Happy Pink Day!
Today is the day to get out a wear a little pink. Now, there are lots of little girl ‘pink’ stories, here are several to choose from if you’re interested.
However, I’m going to go in another direction today. Below is one of Patricia Polaccco’s picture books aimed at older readers. Watch this book trailer and you’ll find out why.
Pink and Say written and illustrated by Patricia Polacco (1994)

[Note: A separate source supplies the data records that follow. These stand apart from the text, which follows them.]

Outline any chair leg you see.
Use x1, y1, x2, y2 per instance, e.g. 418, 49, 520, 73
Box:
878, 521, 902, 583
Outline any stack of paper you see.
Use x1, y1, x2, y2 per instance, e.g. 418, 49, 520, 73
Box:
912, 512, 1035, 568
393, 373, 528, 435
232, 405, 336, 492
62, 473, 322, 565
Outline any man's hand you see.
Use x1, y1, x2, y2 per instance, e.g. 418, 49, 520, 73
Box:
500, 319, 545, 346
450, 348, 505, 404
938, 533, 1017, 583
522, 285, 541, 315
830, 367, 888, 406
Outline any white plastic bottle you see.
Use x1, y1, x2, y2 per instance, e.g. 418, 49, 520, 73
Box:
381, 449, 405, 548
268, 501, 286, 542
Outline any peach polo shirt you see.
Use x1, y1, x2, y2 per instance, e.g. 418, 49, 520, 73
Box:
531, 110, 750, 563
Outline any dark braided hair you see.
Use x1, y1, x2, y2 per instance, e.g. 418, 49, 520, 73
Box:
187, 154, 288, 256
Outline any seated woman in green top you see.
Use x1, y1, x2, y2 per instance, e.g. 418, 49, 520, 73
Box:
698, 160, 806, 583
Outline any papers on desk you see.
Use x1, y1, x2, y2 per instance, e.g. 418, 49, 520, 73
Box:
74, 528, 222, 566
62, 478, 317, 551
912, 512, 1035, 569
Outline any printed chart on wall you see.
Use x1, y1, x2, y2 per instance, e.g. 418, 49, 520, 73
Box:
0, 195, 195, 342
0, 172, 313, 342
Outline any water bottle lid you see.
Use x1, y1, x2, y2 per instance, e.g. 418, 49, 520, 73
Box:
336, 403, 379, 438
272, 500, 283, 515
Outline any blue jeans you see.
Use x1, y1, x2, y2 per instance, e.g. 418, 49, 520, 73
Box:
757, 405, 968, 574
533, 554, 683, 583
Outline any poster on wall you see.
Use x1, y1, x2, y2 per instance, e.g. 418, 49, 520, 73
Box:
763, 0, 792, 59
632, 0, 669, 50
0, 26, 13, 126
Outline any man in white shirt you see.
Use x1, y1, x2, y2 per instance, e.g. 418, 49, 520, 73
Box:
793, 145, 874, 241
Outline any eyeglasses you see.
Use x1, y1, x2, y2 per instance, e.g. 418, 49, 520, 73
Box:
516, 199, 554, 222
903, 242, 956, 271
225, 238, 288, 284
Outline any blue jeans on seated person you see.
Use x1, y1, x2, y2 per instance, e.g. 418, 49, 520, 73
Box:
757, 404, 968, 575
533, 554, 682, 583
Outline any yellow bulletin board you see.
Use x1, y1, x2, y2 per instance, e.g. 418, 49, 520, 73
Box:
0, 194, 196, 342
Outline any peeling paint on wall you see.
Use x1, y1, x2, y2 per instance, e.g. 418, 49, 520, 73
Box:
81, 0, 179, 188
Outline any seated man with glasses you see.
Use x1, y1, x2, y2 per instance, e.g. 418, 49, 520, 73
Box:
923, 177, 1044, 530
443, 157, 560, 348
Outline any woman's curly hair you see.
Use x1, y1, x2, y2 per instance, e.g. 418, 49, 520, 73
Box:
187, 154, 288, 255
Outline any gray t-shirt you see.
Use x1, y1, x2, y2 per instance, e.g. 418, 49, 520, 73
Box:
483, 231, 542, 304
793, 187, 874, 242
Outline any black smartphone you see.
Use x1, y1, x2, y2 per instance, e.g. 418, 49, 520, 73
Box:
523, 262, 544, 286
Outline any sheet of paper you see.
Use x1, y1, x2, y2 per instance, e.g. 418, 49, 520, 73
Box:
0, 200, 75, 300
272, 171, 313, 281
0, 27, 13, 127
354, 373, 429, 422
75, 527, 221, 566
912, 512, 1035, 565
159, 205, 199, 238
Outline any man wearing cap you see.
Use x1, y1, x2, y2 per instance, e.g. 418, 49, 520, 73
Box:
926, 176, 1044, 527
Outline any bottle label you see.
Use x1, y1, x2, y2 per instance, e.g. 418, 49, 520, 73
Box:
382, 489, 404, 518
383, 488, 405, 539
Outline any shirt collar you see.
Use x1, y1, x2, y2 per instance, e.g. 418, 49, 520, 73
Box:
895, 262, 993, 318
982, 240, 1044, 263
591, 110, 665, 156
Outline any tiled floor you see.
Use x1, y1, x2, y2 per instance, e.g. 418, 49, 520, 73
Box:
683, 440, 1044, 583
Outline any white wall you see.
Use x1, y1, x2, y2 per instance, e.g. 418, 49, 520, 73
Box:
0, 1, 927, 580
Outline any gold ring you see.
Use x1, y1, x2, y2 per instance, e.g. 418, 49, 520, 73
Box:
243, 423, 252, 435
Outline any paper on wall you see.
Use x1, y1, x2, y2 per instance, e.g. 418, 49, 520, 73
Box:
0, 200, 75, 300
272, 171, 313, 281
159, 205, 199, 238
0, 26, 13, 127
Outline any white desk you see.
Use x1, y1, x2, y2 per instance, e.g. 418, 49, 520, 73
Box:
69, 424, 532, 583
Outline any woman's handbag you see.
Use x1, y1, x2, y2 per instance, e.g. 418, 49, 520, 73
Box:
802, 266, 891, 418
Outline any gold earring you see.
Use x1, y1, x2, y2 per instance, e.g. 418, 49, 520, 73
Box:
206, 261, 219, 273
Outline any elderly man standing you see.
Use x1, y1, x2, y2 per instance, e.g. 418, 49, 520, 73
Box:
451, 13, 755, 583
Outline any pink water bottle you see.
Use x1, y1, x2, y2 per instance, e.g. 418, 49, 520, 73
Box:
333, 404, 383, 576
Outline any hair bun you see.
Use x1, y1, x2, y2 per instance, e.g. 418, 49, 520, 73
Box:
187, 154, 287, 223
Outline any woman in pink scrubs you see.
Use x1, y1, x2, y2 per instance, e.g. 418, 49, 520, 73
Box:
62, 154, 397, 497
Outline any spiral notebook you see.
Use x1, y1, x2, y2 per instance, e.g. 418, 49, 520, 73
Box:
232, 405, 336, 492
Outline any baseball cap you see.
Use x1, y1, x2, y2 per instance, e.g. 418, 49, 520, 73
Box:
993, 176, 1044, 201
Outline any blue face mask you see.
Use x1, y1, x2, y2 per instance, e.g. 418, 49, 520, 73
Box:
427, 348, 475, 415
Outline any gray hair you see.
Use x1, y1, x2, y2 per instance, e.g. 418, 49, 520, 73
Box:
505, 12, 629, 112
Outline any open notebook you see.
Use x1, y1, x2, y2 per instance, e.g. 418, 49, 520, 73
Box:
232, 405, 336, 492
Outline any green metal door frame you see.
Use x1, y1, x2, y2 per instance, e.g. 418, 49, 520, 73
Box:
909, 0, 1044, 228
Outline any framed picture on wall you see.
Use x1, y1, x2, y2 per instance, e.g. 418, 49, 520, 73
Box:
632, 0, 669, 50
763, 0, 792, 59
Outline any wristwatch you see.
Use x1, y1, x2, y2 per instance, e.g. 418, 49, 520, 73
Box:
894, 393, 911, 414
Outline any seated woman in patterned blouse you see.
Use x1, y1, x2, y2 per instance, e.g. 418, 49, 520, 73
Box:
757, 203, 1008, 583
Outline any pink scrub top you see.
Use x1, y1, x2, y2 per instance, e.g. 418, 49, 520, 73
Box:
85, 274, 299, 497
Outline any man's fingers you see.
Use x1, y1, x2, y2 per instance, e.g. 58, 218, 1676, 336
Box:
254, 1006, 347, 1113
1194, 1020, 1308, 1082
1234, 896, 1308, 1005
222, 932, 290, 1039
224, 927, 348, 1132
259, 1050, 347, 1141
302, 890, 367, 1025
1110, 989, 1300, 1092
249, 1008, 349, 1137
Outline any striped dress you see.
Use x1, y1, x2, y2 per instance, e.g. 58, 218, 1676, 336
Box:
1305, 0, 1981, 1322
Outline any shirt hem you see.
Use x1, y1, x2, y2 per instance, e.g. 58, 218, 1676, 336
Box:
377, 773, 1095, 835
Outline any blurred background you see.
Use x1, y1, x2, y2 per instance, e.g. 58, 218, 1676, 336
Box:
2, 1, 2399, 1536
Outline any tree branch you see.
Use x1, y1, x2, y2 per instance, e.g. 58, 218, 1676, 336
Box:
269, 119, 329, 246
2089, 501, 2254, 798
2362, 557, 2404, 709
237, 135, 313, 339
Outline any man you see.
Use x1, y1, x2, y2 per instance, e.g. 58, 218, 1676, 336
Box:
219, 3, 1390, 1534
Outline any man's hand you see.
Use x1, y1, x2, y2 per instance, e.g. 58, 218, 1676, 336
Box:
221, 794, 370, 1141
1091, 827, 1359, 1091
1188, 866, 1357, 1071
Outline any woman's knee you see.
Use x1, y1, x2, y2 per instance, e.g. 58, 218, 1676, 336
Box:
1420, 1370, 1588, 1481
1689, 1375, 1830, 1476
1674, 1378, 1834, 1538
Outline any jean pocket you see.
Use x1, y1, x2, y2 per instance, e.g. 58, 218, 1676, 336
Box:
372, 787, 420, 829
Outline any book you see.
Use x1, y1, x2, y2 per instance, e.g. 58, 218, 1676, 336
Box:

This is true story set during the Civil War. It is a story about Sheldon Russell Curtis (Patricia Polacco’s great great grandfather) and Pinkus Aylee, both union soldiers. Sheldon, known by everybody as Say, was injured and left for dead in a Georgia field. Say was found by a black union soldier who carried him out of that field and to his home to be cared for by his mother, sweet Moe Moe Bay. The boys immediately realize they’re putting Moe Moe Bay in harms way just by being in her house. For weeks Moe Moe Bay took care of the boys, cooking for them, watching over them as they slept, and encouraging Say to walk on his injured leg every day so it wouldn’t go cripple on him. Pink talks about the poor conditions of his regiment, but he still wants to go back to help them fight the war. Say, on the other hand, doesn’t ever want to go back. As they heal, Pink talks about growing up a slave in this house. How he was taught to read by his owner, and how he knew that although he might be owned as a person, no one could ever own him. When Say admits that he doesn’t know how to read, Pink promises to teach him how to read one day. Say, who had once shaken hands with Abraham Lincoln, shook hands with Pink so that he could say that he touched the hand that once touch Lincoln’s. Say also admits that he’s afraid to go back, and that he was injured while running away. When marauders attack the house, Moe Moe Bay pushes the boys into the root cellar to hide, goes to face them alone, and gets killed in the attack. After burying Moe Moe Bay, the boys took off in search of their troops. However, they are captured by Confederate soldiers and taken to Andersonville to one of the worst camps in the south. Eventually Say was released and went home. He returned to his family, got married, and saw children and grandchildren grow up. Pink was never released. It is said that he was hanged within hours of arriving at Andersonville prison. At the end of the story Patricia Polacco encourages readers and listeners to say the name of Pinkus Aylee aloud because he has no family to remember him.